Gandhiji devoted his life to three main causes. Two of them were largely focused on India: India’s independence from colonial rule and India’s social transformation – be it in the field of social equality, communal harmony, education, dignity of labour, and Antyodaya or the concern for the last man on the socio-economic ladder. What he did in these two areas has an enduring significance for us in India. It also has a strong appeal for many thinking people around the world.

But the kernel of his life’s message, which makes that message eternal and universal, and which made Mohandas Gandhi into a Mahatma, is Peace and Non-Violence. The immense moral force and the unwavering consistency with which he championed the imperative of peace and non-violence – both in the immediate neighbourhood and in the world at large -- brought hope to a mankind battered by wars and conflicts. Along with other champions of peace and humanism in the world, he contributed to mankind’s regaining of faith in itself.

Many people, including peace-loving people, are often tempted to think that Gandhiji’s ideal of peace is just an illusion, with no chance of ever becoming a reality. This is because, the world continues to be scarred and wounded by violence in many forms. However, the mere continuation of violence cannot negate the need for non-violence. Rather, it provides an added reason and imparts further urgency to our search for peace.

Echoing the belief of all humanistic thinkers around the world, Gandhiji insisted that violence is not the natural state of human existence. Men and societies yearn for life without violence. Their most mundane needs as well as their deepest aspirations can be fulfilled only in conditions of peace. Sometimes, nations may go to war, and some groups may fight with each other. But sooner or later, they realize the futility of bloodshed and the utility of dialogue.

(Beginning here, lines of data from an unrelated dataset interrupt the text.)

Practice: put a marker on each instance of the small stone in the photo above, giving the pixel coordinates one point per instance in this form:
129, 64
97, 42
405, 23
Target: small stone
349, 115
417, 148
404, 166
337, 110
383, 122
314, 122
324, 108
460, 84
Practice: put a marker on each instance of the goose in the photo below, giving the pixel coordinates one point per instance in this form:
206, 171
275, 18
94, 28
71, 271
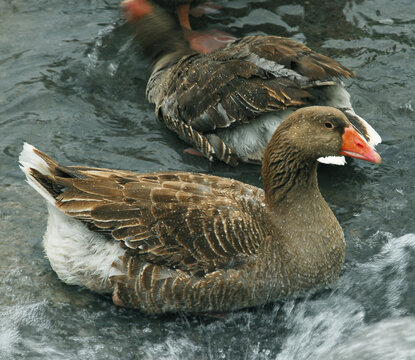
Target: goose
171, 242
228, 103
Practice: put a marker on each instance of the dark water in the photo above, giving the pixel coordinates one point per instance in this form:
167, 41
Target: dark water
73, 84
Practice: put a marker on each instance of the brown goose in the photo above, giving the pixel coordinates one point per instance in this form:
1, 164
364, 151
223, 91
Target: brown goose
168, 242
227, 104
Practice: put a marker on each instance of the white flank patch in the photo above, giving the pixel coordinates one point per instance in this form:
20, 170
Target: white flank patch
249, 140
79, 256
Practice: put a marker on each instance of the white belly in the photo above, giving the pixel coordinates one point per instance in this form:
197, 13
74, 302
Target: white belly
78, 255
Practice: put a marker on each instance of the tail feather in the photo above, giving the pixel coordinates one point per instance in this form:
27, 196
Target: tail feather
40, 171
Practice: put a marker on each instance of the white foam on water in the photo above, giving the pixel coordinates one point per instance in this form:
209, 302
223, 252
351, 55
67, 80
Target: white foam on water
318, 326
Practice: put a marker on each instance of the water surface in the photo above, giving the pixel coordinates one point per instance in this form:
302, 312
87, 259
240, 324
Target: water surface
72, 82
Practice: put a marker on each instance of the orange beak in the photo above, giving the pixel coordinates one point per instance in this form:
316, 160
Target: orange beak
354, 145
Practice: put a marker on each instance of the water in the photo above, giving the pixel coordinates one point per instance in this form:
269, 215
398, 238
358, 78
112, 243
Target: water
73, 84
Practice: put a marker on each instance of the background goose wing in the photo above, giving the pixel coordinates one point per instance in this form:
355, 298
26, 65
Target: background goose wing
252, 76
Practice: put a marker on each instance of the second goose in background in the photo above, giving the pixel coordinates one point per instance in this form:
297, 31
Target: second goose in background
228, 103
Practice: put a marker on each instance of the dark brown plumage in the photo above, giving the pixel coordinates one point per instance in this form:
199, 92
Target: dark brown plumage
197, 242
216, 102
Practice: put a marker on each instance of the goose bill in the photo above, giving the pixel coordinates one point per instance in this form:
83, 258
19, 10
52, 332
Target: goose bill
354, 145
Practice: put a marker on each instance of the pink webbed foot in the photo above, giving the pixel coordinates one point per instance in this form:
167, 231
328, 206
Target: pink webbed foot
207, 41
117, 301
205, 9
193, 151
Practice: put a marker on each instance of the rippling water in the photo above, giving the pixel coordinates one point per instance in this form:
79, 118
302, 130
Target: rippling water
73, 84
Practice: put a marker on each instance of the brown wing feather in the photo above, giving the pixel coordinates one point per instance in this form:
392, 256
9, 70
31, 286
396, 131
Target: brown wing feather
190, 222
232, 85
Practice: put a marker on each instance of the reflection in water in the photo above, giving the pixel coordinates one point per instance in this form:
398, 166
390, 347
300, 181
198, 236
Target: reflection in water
391, 339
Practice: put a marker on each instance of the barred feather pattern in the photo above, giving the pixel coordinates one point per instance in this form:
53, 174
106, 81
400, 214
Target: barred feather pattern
202, 243
235, 85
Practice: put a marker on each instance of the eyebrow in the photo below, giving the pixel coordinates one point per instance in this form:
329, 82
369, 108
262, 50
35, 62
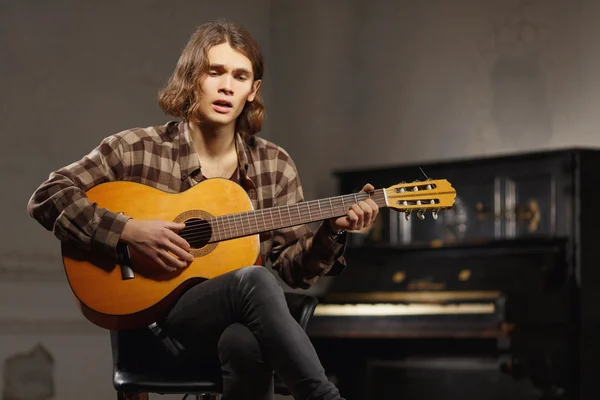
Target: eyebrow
238, 70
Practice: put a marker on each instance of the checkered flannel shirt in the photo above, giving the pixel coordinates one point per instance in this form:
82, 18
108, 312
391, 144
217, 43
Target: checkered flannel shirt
163, 157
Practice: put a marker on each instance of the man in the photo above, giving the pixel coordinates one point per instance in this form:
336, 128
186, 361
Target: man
241, 317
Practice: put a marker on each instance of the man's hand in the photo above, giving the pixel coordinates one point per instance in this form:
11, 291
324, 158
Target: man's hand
359, 216
159, 242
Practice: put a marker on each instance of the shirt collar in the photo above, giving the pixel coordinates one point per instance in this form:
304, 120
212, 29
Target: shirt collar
190, 162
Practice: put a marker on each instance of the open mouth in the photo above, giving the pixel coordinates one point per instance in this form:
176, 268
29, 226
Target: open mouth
223, 103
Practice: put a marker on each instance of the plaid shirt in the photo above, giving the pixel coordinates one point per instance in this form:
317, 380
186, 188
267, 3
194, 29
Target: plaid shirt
164, 157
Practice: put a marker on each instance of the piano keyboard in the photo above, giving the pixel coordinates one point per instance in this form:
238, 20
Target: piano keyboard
382, 309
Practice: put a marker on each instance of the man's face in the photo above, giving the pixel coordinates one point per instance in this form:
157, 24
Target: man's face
227, 86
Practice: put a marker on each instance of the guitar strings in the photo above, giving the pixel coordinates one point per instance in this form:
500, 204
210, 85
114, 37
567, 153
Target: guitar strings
246, 215
204, 229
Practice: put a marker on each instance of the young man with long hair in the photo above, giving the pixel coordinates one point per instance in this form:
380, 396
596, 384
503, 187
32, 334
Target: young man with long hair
241, 317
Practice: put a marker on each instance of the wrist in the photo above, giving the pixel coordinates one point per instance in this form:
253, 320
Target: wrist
126, 234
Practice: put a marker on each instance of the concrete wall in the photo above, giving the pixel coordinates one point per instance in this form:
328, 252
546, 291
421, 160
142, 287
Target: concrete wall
349, 84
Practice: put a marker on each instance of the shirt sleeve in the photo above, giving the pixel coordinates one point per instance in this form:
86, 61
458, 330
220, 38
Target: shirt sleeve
61, 206
299, 255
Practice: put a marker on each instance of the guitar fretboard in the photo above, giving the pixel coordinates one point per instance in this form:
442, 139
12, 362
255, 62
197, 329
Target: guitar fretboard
252, 222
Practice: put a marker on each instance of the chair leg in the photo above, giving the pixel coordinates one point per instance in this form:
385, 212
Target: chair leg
132, 396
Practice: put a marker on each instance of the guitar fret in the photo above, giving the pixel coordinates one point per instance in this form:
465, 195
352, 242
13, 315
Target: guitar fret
280, 217
235, 225
320, 212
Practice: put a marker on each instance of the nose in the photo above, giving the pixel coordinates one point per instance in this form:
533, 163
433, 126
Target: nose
226, 84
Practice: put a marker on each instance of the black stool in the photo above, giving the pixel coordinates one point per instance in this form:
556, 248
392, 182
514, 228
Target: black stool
142, 364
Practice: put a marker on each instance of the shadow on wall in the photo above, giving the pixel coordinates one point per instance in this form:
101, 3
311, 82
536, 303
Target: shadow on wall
29, 376
520, 103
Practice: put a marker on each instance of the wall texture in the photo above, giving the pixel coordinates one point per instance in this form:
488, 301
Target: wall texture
349, 84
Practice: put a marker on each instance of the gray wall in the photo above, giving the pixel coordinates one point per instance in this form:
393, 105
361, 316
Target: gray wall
349, 84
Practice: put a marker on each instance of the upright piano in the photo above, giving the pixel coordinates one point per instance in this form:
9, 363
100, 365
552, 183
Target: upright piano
496, 298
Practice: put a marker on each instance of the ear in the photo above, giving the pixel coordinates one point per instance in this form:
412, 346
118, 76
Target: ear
254, 90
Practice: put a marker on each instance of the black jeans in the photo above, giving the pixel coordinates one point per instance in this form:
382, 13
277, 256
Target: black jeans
242, 319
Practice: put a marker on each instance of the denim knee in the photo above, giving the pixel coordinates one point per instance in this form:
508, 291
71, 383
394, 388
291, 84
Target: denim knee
239, 350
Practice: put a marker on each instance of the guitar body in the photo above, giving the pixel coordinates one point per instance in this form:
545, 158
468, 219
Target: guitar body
112, 301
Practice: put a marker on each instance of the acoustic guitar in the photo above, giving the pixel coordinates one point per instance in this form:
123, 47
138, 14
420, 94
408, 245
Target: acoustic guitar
223, 230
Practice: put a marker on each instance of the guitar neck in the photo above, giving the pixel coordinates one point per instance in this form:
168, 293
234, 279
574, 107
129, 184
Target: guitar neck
252, 222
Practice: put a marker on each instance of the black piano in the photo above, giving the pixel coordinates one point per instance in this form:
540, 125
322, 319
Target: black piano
494, 299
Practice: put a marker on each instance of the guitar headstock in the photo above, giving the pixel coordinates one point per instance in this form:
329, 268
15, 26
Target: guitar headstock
420, 196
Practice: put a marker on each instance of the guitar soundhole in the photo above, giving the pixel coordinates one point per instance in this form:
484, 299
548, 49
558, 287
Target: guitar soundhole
197, 231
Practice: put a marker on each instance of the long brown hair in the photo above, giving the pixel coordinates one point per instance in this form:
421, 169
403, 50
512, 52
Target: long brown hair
179, 97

Distinguished friends, the point I wish to make is that the contest between violence and peace need not be a never-ending refrain in the song of humanity’s future. This may sound like an audacious statement, more akin to wishful thinking than to man’s historical experience. But I believe that there are certain objective factors in modern history that have strengthened the forces of peace relative to the forces of violence.

The first among these peace-enhancing objective factors is the power of democracy. When more and more people participate in the affairs of a nation and in determining what should be done and should not be done, the chances of their opting for a peaceful course are always greater than otherwise. In the latter half of the 20th century, not only has the power of democracy grown worldwide; but several international and multilateral institutions working on democratic principles have also been founded. The UN and its affiliate organizations are the most important among them. For the first time in human history, so many people, their governments and other representative organizations across the world are engaged in dialogue, interaction, cooperation, and conflict-resolution.